I am still looking for three more original mothers to interview for my book.  I would love it if they were non-white.  I want the group to be diverse and I have some diversity, but not enough.  If you or someone you know is interested, please have them contact me by e-mail (lindy.whiton@gmail.com).

I am going to begin writing my Indiegogo tonight.  One thing that I know I want to do is research other Kickstarter and Indiegogo projects dealing with adoption.  I did a little of that last time, but I think I need to be more formal about it because people have done some interesting projects that can inform my project.   Closure was a Kickstarter projecct.
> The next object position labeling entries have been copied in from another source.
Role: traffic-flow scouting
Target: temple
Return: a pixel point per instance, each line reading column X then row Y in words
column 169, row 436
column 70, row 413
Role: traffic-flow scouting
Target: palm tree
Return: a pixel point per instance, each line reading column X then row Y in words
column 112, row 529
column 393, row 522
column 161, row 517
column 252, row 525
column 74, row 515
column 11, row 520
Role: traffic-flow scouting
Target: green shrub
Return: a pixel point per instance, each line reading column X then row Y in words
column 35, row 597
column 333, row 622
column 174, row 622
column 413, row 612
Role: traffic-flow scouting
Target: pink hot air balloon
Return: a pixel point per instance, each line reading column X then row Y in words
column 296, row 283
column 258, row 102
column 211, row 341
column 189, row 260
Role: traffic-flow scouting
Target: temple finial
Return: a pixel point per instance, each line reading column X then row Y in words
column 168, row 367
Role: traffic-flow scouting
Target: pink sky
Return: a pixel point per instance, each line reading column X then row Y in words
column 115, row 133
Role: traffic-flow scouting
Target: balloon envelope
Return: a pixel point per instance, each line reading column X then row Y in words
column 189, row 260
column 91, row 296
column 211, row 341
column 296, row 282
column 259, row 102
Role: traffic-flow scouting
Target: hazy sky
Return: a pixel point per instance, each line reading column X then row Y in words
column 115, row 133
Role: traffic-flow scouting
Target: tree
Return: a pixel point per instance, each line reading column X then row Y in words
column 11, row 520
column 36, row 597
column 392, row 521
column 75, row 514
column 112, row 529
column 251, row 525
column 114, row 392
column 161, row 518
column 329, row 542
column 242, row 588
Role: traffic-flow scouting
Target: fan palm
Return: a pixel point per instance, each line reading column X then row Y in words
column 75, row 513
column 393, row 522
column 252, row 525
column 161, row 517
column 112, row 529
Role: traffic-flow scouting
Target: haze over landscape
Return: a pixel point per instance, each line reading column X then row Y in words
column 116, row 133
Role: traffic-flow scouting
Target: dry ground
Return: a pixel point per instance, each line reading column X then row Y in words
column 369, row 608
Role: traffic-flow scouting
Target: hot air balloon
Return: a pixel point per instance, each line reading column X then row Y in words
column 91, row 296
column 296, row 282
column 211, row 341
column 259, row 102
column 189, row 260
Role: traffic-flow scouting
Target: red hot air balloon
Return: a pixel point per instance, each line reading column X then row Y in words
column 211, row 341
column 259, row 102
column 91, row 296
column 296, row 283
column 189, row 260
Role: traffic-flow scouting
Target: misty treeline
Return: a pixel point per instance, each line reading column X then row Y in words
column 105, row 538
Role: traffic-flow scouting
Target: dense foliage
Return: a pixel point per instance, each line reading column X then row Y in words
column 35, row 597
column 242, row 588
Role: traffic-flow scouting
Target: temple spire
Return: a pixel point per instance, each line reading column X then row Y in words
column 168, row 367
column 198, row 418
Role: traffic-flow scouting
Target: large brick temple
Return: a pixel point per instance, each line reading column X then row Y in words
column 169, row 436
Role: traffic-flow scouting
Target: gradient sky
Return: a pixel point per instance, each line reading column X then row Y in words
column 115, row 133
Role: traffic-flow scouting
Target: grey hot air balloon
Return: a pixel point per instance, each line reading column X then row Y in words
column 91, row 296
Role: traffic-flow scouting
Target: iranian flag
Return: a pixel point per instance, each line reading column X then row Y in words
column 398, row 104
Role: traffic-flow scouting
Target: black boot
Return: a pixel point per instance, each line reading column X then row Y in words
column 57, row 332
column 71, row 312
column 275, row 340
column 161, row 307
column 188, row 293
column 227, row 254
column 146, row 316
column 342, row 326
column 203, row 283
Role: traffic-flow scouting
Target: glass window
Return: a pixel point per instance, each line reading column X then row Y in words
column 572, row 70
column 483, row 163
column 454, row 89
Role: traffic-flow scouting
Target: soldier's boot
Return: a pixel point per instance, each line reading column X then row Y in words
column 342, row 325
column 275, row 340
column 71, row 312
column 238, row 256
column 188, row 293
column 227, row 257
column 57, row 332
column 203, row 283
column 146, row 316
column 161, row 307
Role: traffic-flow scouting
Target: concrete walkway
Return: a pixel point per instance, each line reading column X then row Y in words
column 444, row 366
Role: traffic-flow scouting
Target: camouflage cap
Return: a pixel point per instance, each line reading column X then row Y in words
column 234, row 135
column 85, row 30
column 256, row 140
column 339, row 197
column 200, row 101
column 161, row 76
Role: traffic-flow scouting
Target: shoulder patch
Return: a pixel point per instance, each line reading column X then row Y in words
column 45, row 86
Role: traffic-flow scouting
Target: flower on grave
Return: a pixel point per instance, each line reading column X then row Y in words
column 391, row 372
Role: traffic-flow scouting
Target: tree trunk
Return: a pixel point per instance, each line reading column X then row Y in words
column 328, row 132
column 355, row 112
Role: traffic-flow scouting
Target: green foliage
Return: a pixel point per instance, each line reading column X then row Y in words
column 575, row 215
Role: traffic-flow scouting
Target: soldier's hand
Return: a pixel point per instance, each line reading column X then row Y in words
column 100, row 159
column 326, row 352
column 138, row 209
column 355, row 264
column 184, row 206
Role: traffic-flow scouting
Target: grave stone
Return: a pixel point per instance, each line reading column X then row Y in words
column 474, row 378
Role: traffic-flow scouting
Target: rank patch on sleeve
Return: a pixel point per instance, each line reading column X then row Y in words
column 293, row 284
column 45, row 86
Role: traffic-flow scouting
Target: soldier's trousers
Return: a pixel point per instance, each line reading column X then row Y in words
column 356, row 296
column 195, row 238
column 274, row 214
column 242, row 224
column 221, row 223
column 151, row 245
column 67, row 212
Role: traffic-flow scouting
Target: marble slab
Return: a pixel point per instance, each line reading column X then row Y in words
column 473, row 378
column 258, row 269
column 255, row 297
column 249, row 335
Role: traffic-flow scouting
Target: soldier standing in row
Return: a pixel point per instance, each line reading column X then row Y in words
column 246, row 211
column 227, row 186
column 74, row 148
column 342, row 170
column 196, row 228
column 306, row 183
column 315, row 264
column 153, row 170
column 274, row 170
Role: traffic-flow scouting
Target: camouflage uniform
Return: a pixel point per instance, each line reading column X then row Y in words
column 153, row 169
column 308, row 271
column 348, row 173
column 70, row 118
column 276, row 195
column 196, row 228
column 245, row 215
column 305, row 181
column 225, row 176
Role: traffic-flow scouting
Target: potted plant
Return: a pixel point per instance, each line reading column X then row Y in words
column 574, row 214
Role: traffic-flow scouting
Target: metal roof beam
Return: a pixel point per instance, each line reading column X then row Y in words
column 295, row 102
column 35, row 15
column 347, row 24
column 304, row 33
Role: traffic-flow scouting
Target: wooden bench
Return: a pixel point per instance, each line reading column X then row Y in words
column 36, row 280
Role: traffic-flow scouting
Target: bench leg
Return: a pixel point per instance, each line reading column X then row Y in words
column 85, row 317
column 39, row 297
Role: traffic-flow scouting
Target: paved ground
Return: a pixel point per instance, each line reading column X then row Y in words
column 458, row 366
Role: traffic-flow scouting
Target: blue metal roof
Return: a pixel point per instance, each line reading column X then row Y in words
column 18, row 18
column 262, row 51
The wind is blowing hard out there and March really doesn't want to give up winter.  It has to, the Equinox is right there in front of us, we are in the home stretch; but winter is fighting back.  I have looked for a snow rainbow two evenings in a row.  No luck, not even on St. Pattys Day


Monday, March 16, 2015

Day # 75: Broken Keyboard

#75
Lots of babies in the market today.  I had to keep my distance too, because my cold is hanging on.  I took a few pictures and then came home.  Scheduled two more interviews and wrote up a story.  I had to do it by hand because my keyboard is really broken now.  Typing is a pain in the neck.  So instead of any more text, you can have a few more pictures.  Promise I will buy a new keyboard tomorrow.  Bare with me folks.  

Anyone have a sweater story they want to post?